Pero la fotografía sí puede cambiar nuestro mundo y el de ese puñado de gente que tenemos cerca.

Ahí tienes a William Klein, Bill, como le llamaban sus amigos. Un tipo que vio cómo su padre se arruinaba en el crack del 29 y que ya de pequeño sufrió rechazo por su origen judío.

Un neoyorquino que toleraba a duras penas la ciudad en la que había nacido (y a su país) y que no soportaba la frivolidad del mundo de la alta costura.

Klein trabajó como fotógrafo de moda y como director de anuncios para grandes marcas comerciales… Solo porque eso le permitía ganar el tiempo y el dinero que necesitaba para fotografiar y rodar lo que quería.

¿Y qué quería el bueno de Bill? Gritar a los cuatro vientos lo que opinaba del sistema del que se valía. Reírse en su cara, caricaturizarlo, sacarle los colores.

Darle, en sus propias palabras, una patada en la entrepierna.

De Klein he aprendido que la fotografía puede – también – ser un escudo contra lo que está mal.
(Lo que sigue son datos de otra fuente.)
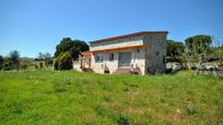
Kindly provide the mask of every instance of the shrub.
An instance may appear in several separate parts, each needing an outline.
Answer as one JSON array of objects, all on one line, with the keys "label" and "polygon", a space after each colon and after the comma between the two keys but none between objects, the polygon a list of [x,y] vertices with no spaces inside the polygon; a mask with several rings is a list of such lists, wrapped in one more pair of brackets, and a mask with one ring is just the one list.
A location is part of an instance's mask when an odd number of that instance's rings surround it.
[{"label": "shrub", "polygon": [[22,70],[26,70],[28,66],[31,66],[32,65],[32,62],[31,62],[31,60],[28,60],[28,59],[23,59],[22,61],[21,61],[21,68]]},{"label": "shrub", "polygon": [[35,64],[35,68],[36,68],[36,70],[38,68],[38,65],[37,65],[37,64]]},{"label": "shrub", "polygon": [[60,53],[55,60],[55,70],[71,70],[72,68],[72,58],[69,52]]}]

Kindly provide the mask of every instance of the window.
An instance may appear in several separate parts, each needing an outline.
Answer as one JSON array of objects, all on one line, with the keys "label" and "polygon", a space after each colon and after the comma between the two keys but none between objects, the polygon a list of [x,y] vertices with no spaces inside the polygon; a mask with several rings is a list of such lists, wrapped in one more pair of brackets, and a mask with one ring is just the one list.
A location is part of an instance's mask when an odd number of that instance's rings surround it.
[{"label": "window", "polygon": [[95,54],[95,62],[103,62],[104,61],[104,54],[97,53]]},{"label": "window", "polygon": [[114,57],[115,57],[114,53],[109,53],[109,61],[114,61]]}]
Quizás no detenga por completo los golpes, pero sin duda los amortigua un poco.

Vivimos la vida que vivimos y todos tenemos cosas que nos pinchan. Todos, incluso los que tenemos la inmensa suerte de dedicarnos a algo que nos apasiona.

Ahora sé que nuestra cámara puede hacer que ese pinchazo nos duela un poco menos.

Rodearse de gente que libra batallas parecidas a las nuestras también ayuda. Gente que saca tiempo de donde no lo hay para hacer fotos, gente que de tanto en tanto, como tú y yo, se refugia en la fotografía.

Gente como la que me rodea en El Club.

Nos vemos allí… Y en la calle.

Ánimo, lo estás haciendo muy bien.

Con profunda admiración,

Jota.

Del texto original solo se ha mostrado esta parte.